BitTorrent’s creator, Bram Cohen, also borrowed a crucial game-theory strategy for persuading peers to engage in unselfish behavior: Reward cooperation and punish cheating. The BitTorrent software is designed to bring cooperative peers together. If you have a track record of uploading information, and not just sucking down data from other peers without returning the favor, the software will automatically connect to other, equally magnanimous users, allowing you to download files faster. Cohen calls this “leech
resistance.”
As you might expect, BitTorrent has become the technology du jour for all sorts of illicit file-sharing activities, particularly for files that would have been prohibitively large for services like Napster. Entire seasons of current television shows are available, as are many new movies and video games. The Motion Picture Association filed suit late last year against several sites that track BitTorrent files. Much of the public discussion of the software has focused on the potential for intellectual-property abuse. In the long run, however, the real significance of BitTorrent may be the future it suggests for the architecture of the Web. For someone trying to get a large collection of bits out to the largest number of people, swarm collaboration is clearly the best approach. Instead of paying the cost of delivering those bits yourself, you borrow small chunks of bandwidth from each member of your audience. Computer game developers now regularly use torrents to distribute demo versions of their products, which can sometimes be hundreds of megabytes in size.

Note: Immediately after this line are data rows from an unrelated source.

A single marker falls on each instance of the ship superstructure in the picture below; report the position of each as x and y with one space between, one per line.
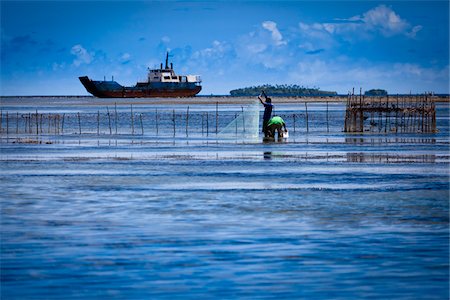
162 82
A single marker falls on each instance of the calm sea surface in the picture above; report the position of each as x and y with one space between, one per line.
149 203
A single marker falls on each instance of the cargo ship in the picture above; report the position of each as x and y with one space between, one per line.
162 82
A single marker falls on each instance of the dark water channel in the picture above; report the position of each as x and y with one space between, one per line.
149 215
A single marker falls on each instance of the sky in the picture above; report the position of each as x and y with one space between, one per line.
399 46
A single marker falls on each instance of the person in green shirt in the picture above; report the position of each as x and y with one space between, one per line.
276 123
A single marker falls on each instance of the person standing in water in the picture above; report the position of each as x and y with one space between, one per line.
267 111
276 124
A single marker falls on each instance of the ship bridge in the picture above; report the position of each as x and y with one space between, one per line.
167 74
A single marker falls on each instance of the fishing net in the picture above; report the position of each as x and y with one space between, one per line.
245 126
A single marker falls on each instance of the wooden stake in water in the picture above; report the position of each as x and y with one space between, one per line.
203 122
115 115
62 125
243 118
79 123
235 122
98 122
187 121
37 123
173 121
306 109
217 116
293 116
109 120
207 123
156 120
132 120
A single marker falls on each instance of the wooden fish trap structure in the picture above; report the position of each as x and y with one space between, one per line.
390 114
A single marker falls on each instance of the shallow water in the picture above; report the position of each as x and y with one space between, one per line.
149 215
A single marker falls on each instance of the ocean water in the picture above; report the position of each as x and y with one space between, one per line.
152 212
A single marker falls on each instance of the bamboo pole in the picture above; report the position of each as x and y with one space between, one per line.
62 125
235 123
207 123
115 115
98 122
132 120
203 124
79 123
156 120
48 123
29 123
293 116
173 120
243 118
306 109
109 120
217 116
187 121
37 123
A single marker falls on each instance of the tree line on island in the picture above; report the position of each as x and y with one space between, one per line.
286 90
293 90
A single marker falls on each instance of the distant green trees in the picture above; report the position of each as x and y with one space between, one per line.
375 92
283 90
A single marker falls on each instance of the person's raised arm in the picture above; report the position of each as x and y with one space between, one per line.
260 100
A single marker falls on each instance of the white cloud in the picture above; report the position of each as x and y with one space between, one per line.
395 78
125 58
82 55
379 20
277 38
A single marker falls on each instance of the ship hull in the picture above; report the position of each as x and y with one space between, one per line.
111 89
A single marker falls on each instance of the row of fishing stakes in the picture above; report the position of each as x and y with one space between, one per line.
48 123
410 114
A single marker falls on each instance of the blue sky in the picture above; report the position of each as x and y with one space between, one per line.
400 46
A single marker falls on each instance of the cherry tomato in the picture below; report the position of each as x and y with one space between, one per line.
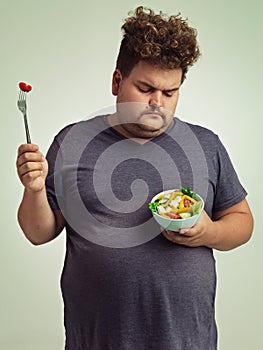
25 87
187 202
173 215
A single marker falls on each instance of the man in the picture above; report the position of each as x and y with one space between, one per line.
126 283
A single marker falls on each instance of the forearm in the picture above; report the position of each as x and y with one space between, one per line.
36 218
231 231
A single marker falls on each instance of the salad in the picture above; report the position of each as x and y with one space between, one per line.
177 204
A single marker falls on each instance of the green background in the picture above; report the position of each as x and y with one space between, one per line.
67 51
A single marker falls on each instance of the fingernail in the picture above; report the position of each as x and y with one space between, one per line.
183 231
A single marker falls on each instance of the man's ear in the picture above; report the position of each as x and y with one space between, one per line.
116 81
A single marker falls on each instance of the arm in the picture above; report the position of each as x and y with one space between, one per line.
231 228
37 220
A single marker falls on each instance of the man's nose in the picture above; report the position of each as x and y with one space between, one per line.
156 99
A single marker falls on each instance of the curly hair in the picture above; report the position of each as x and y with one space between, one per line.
168 42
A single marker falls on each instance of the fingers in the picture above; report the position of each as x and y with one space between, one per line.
187 238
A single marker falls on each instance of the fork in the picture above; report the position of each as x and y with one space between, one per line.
21 104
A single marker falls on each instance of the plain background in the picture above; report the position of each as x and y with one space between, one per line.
67 51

Ultimately, the entertainment industry might be better off embracing the BitTorrent approach by releasing torrent files that contain a pay-as-you-go copy protection. You’d download the latest Matrix movie, for example, via a swarm of other Matrix fans, but when you launched the assembled file, you’d have to pay a fee to watch it. End users would benefit by having a reliable supply of the latest media available at the click of the mouse, and the entertainment companies would benefit by off-loading all their distribution costs to the swarm.
Some aficionados believe torrents should be extended beyond online happenings and entertainment to the entire Web. For all the rhetoric of decentralization that surrounds the Internet, a limited number of popular Web servers do most of the heavy lifting when it comes to processing individual requests for information. That’s fine if the popular servers are all run by giant corporations. But in a world where spontaneous mass audiences are increasingly commonplace, we need a more collaborative model. Right now, BitTorrent is optimized for large files, but it’s conceivable that a true peer-to-peer system could distribute almost all the information online. The result would be fewer bottlenecks and a more even allocation of bandwidth costs. The small fries could get their data to a spontaneous mass audience, thanks to the swarm’s golden rule: The more you give, the easier it becomes to take.